Kisruh (kuota) BBM Sampai Kapan ?
Pri Agung Rakhmanto
Pendiri ReforMiner Institute ; Dosen FTKE Universitas Trisakti
Bisnis Indonesia – Senin, 03 Desember 2012

Dalam beberapa tahun terakhir, volume kuota BBM subsidi selalu terlampaui. Sejalan dengan itu, antrean di banyak SPBU di sejumlah wilayah karena ketersediaan BBM subsidi yang langka juga terus terjadi.

Tahun ini kejadian itu kembali berulang dan dapat dikatakan semakin parah. Baru pada September lalu kuota BBM subsidi di APBN-P 2012 ditambah dari 40,04 juta kilo liter menjadi 44,04 juta kilo liter, saat ini jumlah itu sudah akan habis kembali.

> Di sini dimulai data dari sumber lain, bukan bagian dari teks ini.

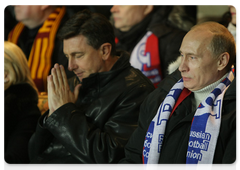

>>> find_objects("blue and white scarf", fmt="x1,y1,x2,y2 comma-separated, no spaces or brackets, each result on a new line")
143,67,234,170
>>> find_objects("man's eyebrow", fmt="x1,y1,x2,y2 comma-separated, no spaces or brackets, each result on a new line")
64,51,84,56
179,50,196,55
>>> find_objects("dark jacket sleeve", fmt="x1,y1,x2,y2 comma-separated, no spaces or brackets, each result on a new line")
28,114,53,160
37,86,154,169
0,100,40,170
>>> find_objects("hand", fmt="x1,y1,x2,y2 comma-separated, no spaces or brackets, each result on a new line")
47,64,81,116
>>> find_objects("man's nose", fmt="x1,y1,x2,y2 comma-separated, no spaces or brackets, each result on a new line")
178,57,188,72
68,58,77,71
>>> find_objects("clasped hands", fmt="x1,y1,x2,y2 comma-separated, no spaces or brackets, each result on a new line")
47,64,81,116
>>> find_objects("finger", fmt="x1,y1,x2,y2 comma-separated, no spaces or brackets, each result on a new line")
60,65,69,90
47,75,55,92
74,84,82,102
54,64,63,87
51,68,59,89
47,75,55,112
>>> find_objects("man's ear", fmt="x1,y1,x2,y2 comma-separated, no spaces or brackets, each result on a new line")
40,0,52,10
144,0,154,15
100,43,112,60
218,52,230,71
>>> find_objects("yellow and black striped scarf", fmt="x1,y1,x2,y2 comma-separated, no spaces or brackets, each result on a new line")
8,6,66,92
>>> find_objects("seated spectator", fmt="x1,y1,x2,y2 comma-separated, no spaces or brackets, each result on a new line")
8,0,74,92
0,41,40,170
118,22,240,170
27,10,154,170
111,0,195,87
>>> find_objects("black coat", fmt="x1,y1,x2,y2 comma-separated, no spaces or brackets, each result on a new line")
118,67,240,170
0,84,40,170
28,51,154,170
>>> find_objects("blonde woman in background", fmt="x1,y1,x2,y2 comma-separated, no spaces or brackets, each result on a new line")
0,41,40,170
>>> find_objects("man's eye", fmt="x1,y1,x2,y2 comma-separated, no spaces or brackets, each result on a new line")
75,55,82,58
189,56,196,60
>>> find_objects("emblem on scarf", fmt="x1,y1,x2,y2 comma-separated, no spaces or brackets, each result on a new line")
143,67,234,170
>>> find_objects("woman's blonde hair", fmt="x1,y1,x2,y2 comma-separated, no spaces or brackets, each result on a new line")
0,41,38,92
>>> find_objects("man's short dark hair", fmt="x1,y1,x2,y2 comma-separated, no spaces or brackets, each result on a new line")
58,9,116,56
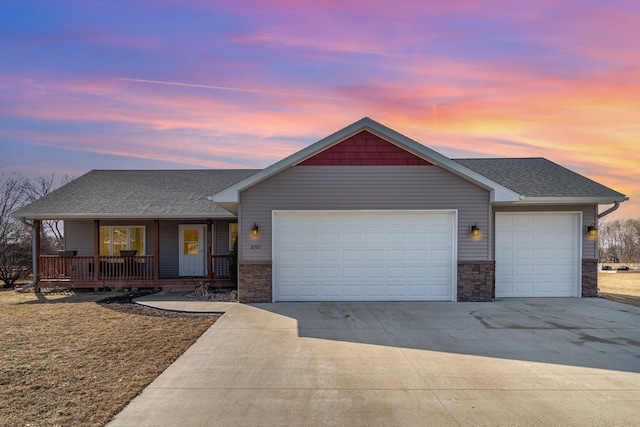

Pemerintah berencana meminta tambahan kuota sebesar 1,2 juta kilo liter lagi ke DPR untuk mencukupi kebutuhan BBM subsidi hingga akhir tahun ini. Dalam hal nominal anggaran, nilainya kurang lebih setara Rp. 5,5 triliun.

Persoalan yang selalu berulang ini tidak hanya membosankan dan menghabiskan energi publik, dan terlebih, dunia usaha. Lebih jauh lagi, karena sudah mulai memicu ketegangan sosial di beberapa tempat, persoalan ini juga merugikan dan meresahkan masyarakat. Ada beberapa penyebab utama mengapa kisruh (kuota) BBM ini terus terjadi.

Pertama, pemerintah, khususnya dengan jajaran Kementerian ESDM dan BPH Migas di dalamnya, tak pernah tahu persis berapa sesungguhnya volume BBM subsidi yang benar-benar dikonsumsi masyarakat dan berapa banyak yang disalahgunakan.

Pemerintah hanya sering mengatakan bahwa banyak BBM subsidi yang disalahgunakan, namun tak pernah mampu mengkuantifikasikan berapa (kisaran) jumlahnya.

Titik-titik dimana terjadi penyalahgunaan tersebut juga tak pernah terpetakan dengan jelas. Dengan kondisi seperti itu, bagaimana mungkin bisa menghasilkan perkiraan jumlah kuota yang akurat? Aspek perencanaan dan pengawasan dalam hal penyaluran dan pendistribusian BBM subsidi seperti tak berjalan. Tak mengherankan jika kemudian ada sebagian publik yang menuntut pembubaran BPH Migas, karena keberadaannya dipandang tak efektif.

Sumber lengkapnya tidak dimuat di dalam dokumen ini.